Could You Love A Salamander?

Can you imagine anyone being passionate about salamanders? Well, Dr. Peter Petokas, a biology professor at Lycoming College and Research Associate for the Clean Water Institute certainly is, as he showed at his interesting presentation Monday evening, May 9, at the Dancing Bear Lodge in Eastville in the heart of Clinton County’s beautiful Sugar Valley.

Entertaining an audience of between 20 and 25, Professor Petokas offered his slide presentation of all types of fascinating salamanders and a few other amphibians. He described their life cycles in vernal pools—bodies of water that exist in the spring, but then dry up come warmer weather. He explained that this is important to the safe development of the amphibians, as it prevents the presence of fish predators.

Professor Petokas’ speaking skills and enthusiasm for his subject riveted the attention of all those at the event, from grade-school-age children to older adults. His narration was filled with clearly conveyed knowledge (explaining such issues as natural and man-made creation of vernal pools, distinguishing characteristics of the various salamanders, energy flow between vernal pools and the forest, and reproductive cycles).

His true love of and excitement over these creatures also showed in his emotional outbursts, exclaiming at times: “That’s really, really cool!” “Isn’t it beautiful?” “These are gorgeous salamanders!” “Isn’t this incredible?” and “This is really amazing!”

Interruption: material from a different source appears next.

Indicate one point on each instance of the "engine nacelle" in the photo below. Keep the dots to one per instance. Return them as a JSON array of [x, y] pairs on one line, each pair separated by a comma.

Professor Petokas also passed around a tub with two live salamanders in it. The children in the audience were, of course, thrilled with this. He also passed around samples of material used in the creation of man-made vernal pools.

Credit for providing this free program for the public goes to Lucy Heggenstaller, owner of the Dancing Bear Lodge, and to the Sugar Valley Watershed Association. Dancing Bear Lodge (a retreat and conference center with a strong commitment to education, especially in the arts) is a beautifully restored building in the small hamlet of Eastville; the structure had been the community’s original Brethren church back in the 1800s.